When I send results out to my colleagues, I'm a bit worried that any subsequent work on a project may change those results - particularly when those results are being followed up by subsequent benchwork. "Hi, could you send me the top 10 hits from experiment XXX". Yeah no problem. Can I send them to you again when I've refactored this bit of my script, or when I've added this seemingly independent feature to my program?
At present I don't do any consistency checks on my results files; and was wondering what approaches are used _out there_?
Do you md5sum every results file and raise a note when those values change for example?
Do you have a continually-updated results silo on dropbox or similar, and let your colleagues pull results from there.
Do you diff & log before updating any results file?

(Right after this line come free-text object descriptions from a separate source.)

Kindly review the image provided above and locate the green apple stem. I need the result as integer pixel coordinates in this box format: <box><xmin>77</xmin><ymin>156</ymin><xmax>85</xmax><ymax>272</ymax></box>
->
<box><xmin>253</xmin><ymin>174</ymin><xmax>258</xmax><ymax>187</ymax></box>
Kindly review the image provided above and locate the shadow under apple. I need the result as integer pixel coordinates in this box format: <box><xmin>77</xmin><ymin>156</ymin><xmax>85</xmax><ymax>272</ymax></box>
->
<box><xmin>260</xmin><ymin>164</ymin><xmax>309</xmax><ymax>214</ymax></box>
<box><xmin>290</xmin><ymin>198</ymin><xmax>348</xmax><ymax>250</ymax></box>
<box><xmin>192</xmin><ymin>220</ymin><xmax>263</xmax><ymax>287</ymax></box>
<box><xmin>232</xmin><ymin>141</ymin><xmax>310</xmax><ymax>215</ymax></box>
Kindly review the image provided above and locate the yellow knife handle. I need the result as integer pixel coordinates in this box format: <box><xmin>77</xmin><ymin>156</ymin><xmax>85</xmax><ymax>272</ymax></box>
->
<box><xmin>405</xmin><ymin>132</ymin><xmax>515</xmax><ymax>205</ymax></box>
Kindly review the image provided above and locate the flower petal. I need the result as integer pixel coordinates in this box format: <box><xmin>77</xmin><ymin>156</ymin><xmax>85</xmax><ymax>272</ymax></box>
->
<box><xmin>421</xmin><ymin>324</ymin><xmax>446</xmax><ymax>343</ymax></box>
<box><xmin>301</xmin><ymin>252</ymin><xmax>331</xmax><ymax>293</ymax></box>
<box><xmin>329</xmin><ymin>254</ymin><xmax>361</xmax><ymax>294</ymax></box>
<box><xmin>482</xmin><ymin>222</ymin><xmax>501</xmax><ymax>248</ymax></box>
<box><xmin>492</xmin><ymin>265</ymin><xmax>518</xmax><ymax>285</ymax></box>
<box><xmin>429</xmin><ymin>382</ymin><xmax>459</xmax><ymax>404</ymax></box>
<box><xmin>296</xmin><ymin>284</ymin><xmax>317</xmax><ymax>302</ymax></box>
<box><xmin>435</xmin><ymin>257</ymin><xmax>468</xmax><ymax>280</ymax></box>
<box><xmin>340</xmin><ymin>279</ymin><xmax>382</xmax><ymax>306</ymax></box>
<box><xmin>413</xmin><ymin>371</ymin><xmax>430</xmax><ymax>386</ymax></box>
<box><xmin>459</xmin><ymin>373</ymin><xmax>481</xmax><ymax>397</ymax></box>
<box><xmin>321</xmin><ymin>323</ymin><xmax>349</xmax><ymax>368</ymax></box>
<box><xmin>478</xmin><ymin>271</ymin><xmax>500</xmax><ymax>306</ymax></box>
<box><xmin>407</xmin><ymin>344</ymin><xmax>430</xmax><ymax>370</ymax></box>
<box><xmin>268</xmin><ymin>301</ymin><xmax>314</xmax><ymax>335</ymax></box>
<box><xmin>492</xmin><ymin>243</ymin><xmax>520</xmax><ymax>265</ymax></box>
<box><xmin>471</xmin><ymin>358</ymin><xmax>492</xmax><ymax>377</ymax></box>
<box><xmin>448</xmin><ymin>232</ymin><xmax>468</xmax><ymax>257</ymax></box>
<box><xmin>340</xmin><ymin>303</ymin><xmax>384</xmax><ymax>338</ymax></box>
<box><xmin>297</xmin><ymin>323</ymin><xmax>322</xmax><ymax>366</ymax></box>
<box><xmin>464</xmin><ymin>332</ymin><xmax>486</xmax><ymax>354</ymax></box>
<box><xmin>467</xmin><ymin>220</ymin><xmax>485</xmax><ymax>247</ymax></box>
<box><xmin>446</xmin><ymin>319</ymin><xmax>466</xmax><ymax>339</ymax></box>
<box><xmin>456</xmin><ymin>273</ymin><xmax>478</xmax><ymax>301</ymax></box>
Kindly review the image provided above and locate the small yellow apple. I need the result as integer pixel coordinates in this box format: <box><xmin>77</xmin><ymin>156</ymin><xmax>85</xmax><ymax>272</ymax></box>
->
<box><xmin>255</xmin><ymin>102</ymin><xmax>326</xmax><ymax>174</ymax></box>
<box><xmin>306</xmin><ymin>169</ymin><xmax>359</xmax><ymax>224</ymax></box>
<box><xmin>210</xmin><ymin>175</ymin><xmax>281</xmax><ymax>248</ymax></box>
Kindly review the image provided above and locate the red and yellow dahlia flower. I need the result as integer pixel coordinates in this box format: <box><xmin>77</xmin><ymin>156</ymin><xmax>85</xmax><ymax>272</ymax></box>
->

I'm happy for results to change and feel that this will be an inevitable part of an evolving research project. What I'd like to be aware of is when things are changing when I don't expect them to (refactoring of my code; updating my packages / environment), and when results that I've previously sent to colleagues have changed due to altered requirements / bug fixes etc.
Right, but all of that (software versions and such) should be static to a given project.
I'm not sure I agree. Certainly the analysis code / environments / dependencies will be static once the project is mothballed; but during it's active development, these things will necessarily change.
In my experience software versions rarely if ever change during the course of a project. Otherwise it's a pain to keep track of which version produced which result.